🤖 AI Summary
This work addresses the challenges of low sampling efficiency and lattice artifacts in four-dimensional SU(3) lattice gauge theory near the continuum limit by introducing a novel approach that integrates renormalization group (RG) concepts with generative machine learning. The authors construct a gauge-equivariant convolutional neural network to learn an RG-improved effective action and combine stochastic normalizing flows with diffusion processes to enable efficient configuration sampling. This framework yields a machine-learned fixed-point action that closely approximates the continuum limit, substantially suppressing tree-level lattice artifacts. High-precision agreement is demonstrated for key physical observables, including gradient flow scales, static quark potentials, and the deconfinement phase transition, establishing a new paradigm for studying the continuum limit in lattice field theories.
📝 Abstract
In this review I summarize how machine learning can be used in lattice gauge theory simulations and what ap\-proaches are currently available to improve the sampling of gauge field configurations, with a focus on applications in four-dimensional SU(3) gauge theories.
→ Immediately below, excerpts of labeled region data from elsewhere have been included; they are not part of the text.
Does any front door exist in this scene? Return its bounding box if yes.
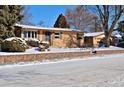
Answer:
[45,32,51,43]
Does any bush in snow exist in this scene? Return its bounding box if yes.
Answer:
[1,37,28,52]
[26,38,40,47]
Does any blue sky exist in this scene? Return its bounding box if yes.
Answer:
[27,5,75,27]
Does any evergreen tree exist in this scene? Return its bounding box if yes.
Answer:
[117,21,124,32]
[54,14,70,28]
[0,5,23,39]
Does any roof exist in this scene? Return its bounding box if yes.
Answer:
[15,24,81,32]
[84,32,104,37]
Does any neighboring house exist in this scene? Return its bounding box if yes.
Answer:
[15,24,84,48]
[84,32,105,47]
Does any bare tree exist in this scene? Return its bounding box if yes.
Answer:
[96,5,124,47]
[37,20,44,26]
[19,6,35,25]
[66,6,98,32]
[82,5,124,47]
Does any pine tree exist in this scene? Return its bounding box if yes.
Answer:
[117,21,124,32]
[0,5,23,39]
[54,14,70,28]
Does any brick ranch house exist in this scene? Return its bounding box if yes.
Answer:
[15,24,84,48]
[84,32,105,47]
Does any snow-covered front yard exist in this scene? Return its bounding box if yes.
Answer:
[0,46,124,55]
[0,54,124,87]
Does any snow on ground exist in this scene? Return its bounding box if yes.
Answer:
[0,46,124,55]
[0,54,124,87]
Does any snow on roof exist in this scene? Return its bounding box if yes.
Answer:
[84,32,104,37]
[15,24,80,32]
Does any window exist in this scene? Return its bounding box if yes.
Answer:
[55,32,61,38]
[23,31,27,38]
[32,32,34,38]
[28,31,31,38]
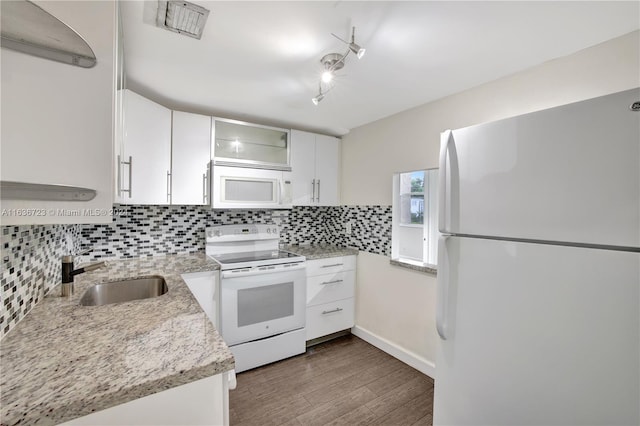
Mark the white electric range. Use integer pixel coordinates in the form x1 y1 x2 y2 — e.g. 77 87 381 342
206 224 306 372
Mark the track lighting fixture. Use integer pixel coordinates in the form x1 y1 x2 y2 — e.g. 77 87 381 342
331 27 367 59
311 84 324 105
311 27 365 105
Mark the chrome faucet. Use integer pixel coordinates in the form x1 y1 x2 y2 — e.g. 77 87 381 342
61 249 106 297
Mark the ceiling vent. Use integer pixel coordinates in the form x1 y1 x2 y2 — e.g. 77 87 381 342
157 0 209 40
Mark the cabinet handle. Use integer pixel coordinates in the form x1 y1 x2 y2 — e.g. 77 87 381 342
202 173 207 204
321 263 344 268
118 155 133 198
320 280 344 285
167 170 171 203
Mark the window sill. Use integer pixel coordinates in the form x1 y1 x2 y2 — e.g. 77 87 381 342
389 259 438 275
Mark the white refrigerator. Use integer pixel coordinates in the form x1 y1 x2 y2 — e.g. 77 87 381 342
434 89 640 425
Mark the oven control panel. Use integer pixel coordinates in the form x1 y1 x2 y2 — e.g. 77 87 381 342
206 224 280 241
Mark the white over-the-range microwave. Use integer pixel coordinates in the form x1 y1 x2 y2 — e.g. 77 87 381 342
211 164 292 209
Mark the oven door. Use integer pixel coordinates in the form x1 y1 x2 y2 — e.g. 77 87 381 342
220 264 306 346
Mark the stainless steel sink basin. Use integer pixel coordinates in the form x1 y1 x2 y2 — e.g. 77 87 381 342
80 275 169 306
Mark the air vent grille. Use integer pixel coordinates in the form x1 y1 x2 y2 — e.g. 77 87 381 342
157 0 209 40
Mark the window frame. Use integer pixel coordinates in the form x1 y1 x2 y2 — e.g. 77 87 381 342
391 168 439 272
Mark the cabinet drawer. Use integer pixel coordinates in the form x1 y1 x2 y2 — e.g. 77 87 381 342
307 256 356 277
307 271 355 306
306 297 354 340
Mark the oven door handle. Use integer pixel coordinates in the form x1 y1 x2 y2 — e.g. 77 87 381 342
220 263 306 279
These include approaches based on generative machine-learning models such as (stochastic) normalizing flows and diffusion processes, and an approach based on renormalization group (RG) transformations, more specifically the machine learning of RG-improved gauge actions using gauge-equivariant convolutional neural networks. In particular, I present scaling results for a machine-learned fixed-point action in four-dimensional SU(3) gauge theory towards the continuum limit. The results include observables based on the classically perfect gradient-flow scales, which are free of tree-level lattice artefacts to all orders, and quantities related to the static potential and the deconfinement transition.